Using terms.train-vectors recipe with NER

I’m working with English documents and am trying to build a model better suited for this domain specific corpus. After running the terms.train-vectors recipe I have 35484257 effective words which should be enough. I’ve trained it using the en_core_web_sm as a base in order to retain the tagger and parser pipes.

Now, when I try to run the ner.teach command, the model doesn’t seem to find any of my patterns. Even if the words I’ve created patterns for are directly in the document, it doesn’t seem to match any of them and is instead focusing on punctuation and whitespace as the proposed entities.

It seems like I’m doing something wrong here, or should I keep going while it’s tagging whitespace? Not all documents in my corpus have this entity, but based on my understanding the patterns should help find documents that do? Note that while I did use the en_core_web_sm model I removed the included ner pipe with the goal of training my own.

Thanks for a push in the right direction!

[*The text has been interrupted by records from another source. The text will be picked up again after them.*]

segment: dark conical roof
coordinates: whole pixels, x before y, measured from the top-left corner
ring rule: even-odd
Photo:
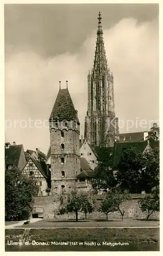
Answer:
[[[59,89],[50,119],[76,120],[79,123],[73,101],[67,89]]]

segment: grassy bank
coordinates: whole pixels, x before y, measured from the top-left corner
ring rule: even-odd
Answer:
[[[7,229],[7,240],[18,241],[22,229]],[[110,242],[130,243],[157,243],[159,242],[159,229],[156,228],[94,228],[94,229],[32,229],[27,240],[36,242]]]

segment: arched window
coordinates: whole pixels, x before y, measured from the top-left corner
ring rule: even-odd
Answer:
[[[61,157],[61,164],[64,164],[64,157]]]
[[[65,177],[65,172],[64,172],[64,170],[62,170],[61,172],[61,175],[62,177]]]

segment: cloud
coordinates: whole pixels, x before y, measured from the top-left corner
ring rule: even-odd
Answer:
[[[126,18],[104,31],[108,67],[114,77],[116,115],[120,119],[158,119],[158,19],[138,24]],[[30,50],[14,52],[7,46],[10,53],[5,63],[6,119],[12,123],[14,120],[48,119],[59,81],[63,88],[68,80],[83,134],[87,76],[92,66],[96,40],[95,31],[76,54],[66,52],[48,59]],[[126,127],[120,132],[127,132]],[[6,137],[23,143],[26,150],[39,147],[45,153],[50,143],[48,127],[22,129],[18,121],[16,129],[6,130]]]

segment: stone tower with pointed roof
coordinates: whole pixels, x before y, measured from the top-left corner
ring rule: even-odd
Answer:
[[[84,137],[92,146],[112,145],[119,133],[115,117],[114,79],[108,68],[100,12],[93,68],[88,75],[88,108]]]
[[[53,195],[75,186],[80,172],[80,123],[66,83],[66,89],[60,86],[49,119]]]

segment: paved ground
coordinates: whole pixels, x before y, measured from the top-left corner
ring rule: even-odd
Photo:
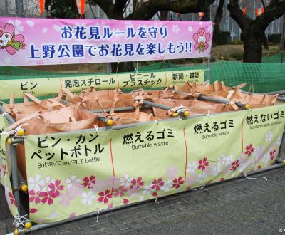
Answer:
[[[90,217],[32,234],[285,234],[285,168],[254,177],[103,214],[98,223]],[[12,228],[1,190],[2,234]]]

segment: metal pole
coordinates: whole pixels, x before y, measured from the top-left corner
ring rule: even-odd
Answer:
[[[6,16],[9,15],[8,0],[5,0],[5,13]]]
[[[15,196],[15,200],[18,206],[19,213],[21,214],[21,202],[20,194],[19,192],[19,180],[18,180],[18,165],[17,155],[16,154],[16,147],[14,145],[10,145],[11,165],[12,172],[12,187]]]
[[[147,105],[142,105],[140,107],[140,109],[144,109],[144,108],[152,108],[151,106],[147,106]],[[107,113],[110,113],[110,108],[105,108],[105,110]],[[123,111],[131,111],[135,110],[135,108],[134,106],[127,106],[127,107],[119,107],[119,108],[114,108],[114,112],[123,112]],[[93,113],[102,113],[102,110],[92,110],[91,112]]]
[[[172,108],[167,105],[161,105],[161,104],[157,104],[156,103],[153,103],[153,102],[150,102],[150,101],[147,101],[147,100],[143,100],[142,103],[144,105],[149,105],[149,106],[152,106],[152,107],[155,107],[155,108],[160,108],[162,110],[171,110]]]
[[[258,173],[261,173],[261,172],[264,172],[269,171],[270,169],[274,169],[281,168],[281,167],[282,167],[284,166],[284,165],[283,164],[279,163],[279,164],[274,164],[272,166],[264,168],[264,169],[258,169],[258,170],[256,170],[255,172],[248,173],[247,175],[249,176],[249,175],[252,175],[252,174],[258,174]],[[232,179],[235,179],[242,178],[244,177],[244,176],[241,175],[241,176],[238,176],[238,177],[234,177],[234,178],[227,179],[225,181],[229,181],[229,180],[232,180]],[[218,182],[216,182],[216,183],[214,183],[214,184],[210,184],[209,185],[220,184],[220,183],[224,182],[225,181]],[[196,188],[193,188],[193,189],[189,189],[189,190],[185,190],[184,192],[191,191],[191,190],[193,190],[193,189],[199,189],[200,187],[197,187]],[[168,196],[169,195],[165,196],[165,197],[168,197]],[[164,198],[165,197],[162,197],[161,198]],[[145,200],[145,201],[143,201],[143,202],[150,202],[150,201],[153,201],[153,199]],[[107,212],[111,212],[111,211],[115,211],[115,210],[118,210],[118,209],[120,209],[132,207],[132,206],[134,206],[134,205],[137,205],[137,204],[141,204],[141,203],[143,203],[143,202],[135,202],[135,203],[132,203],[132,204],[127,204],[127,205],[119,206],[119,207],[118,207],[116,208],[105,209],[103,209],[100,212],[100,213],[101,214],[107,213]],[[76,221],[76,220],[78,220],[78,219],[85,219],[85,218],[88,218],[88,217],[92,216],[97,216],[97,215],[98,215],[98,212],[96,211],[96,212],[91,212],[91,213],[88,213],[88,214],[82,214],[82,215],[78,216],[76,217],[69,218],[69,219],[67,219],[61,220],[61,221],[53,222],[53,223],[36,224],[36,225],[33,226],[31,229],[24,229],[24,233],[29,233],[29,232],[31,232],[31,231],[38,231],[38,230],[40,230],[40,229],[49,228],[49,227],[52,227],[52,226],[56,226],[56,225],[60,225],[60,224],[66,224],[66,223],[68,223],[68,222],[71,222],[71,221]]]
[[[282,140],[281,141],[281,145],[280,145],[279,154],[278,156],[280,161],[284,161],[285,160],[284,153],[285,153],[285,130],[283,132]]]
[[[207,58],[207,81],[209,83],[211,80],[211,56]]]
[[[106,73],[109,74],[112,73],[112,66],[110,63],[106,63]]]
[[[198,100],[206,100],[206,101],[212,101],[212,102],[216,102],[216,103],[220,103],[222,104],[227,104],[229,102],[231,102],[230,100],[227,99],[227,98],[218,98],[216,97],[211,97],[211,96],[207,96],[207,95],[200,95],[197,97]],[[242,108],[242,109],[245,109],[244,104],[241,103],[240,102],[235,102],[234,103],[237,106],[239,106],[240,108]]]
[[[7,120],[8,122],[10,124],[13,124],[15,122],[14,120],[12,118],[12,117],[10,116],[10,115],[5,111],[5,110],[2,108],[2,106],[0,105],[0,113],[2,113],[6,119]]]

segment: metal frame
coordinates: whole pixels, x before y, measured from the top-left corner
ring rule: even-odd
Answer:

Edit: I tried this again with en_core_web_lg without my own vectors and it does find the patterns and works as expected, but I think that not having other entities and using my own vectors should improve accuracy? Maybe there’s something wrong with my model? I’m creating the model by:

nlp = spacy.load('en_core_web_lg', disable=["ner"])
nlp.add_pipe(nlp.create_pipe('ner'))
nlp.begin_training()
nlp.to_disk('./tmp/model')

and then running

prodigy ner.teach material_ner ./tmp/model/ ./pages_all.jsonl --patterns ./material_patterns.jsonl

With a patterns file that looks like:

{"label":"MATERIAL","pattern":[{"lower":"cement"}]}
{"label":"MATERIAL","pattern":[{"lower":"concrete"}]}
{"label":"MATERIAL","pattern":[{"lower":"plywood"}]}
{"label":"MATERIAL","pattern":[{"lower":"tiles"}]}
{"label":"MATERIAL","pattern":[{"lower":"steel"}]}
{"label":"MATERIAL","pattern":[{"lower":"aluminum"}]}

Edit 2: I’ve been able to get this to work when I don’t replace the ner pipe with my own. I’m using the en_core_web_sm with my own vectors and can successfully train. How would I properly get this to work with a blank ner pipe?

Thanks for the detailed report. I’m not 100% sure but I think you’re not doing anything wrong. Instead I think the behavior of the ner.teach could be improved here.

When adding new entity types for my own experiments, I’ve mostly been starting from the pre-trained models. However, it’s definitely important to be able to start from a blank model! So this is a gap in our QA, and it looks like we need better heuristics in the ner.teach recipe to support this.

Here’s what I think is going on.

When you use the --patterns flag, the recipe interleaves questions from two models: the PatternMatcher, and the EntityRecognizer. The --label argument tells the models to filter out questions which don’t have the label you’re interested in. The prefer_uncertain function then sorts the stream of scored questions, to ask you ones where the score is close to 0.5.

When you run the ner.teach with a pre-trained model, it’s pretty confident in its predictions, so its questions about MATERIAL-labelled entities will be very close to 0.0 in score. The first questions you receive will therefore be from the PatternMatcher. As you update the EntityRecognizer, the scores for MATERIAL entities will increase, and you’ll start to be asked some of those questions. Those initial questions will be pretty off-base, but your corrections and the existing weights mean it learns the category surprisingly quickly.

When starting with a blank model, the score distribution in the entity recognizer is pretty uniform. This means you’re asked a lot of nonsense questions. If you click through all of these the model should eventually learn. However, this workflow can obviously be improved.

Two suggestions:

  1. An easy thing that will help a bit, without solving the underlying issue: pre-process to remove the whitespace Tip: Preprocessing text (whitespace, unicode) with textacy

  2. You might try writing rules which exclude a phrase from being an entity. You can then use these to automatically answer those implausible questions, making boot-strapping go faster. There’s code for this in this thread: patterns using regex or shape . This “anti-pattern” workflow has been suggested as a feature request.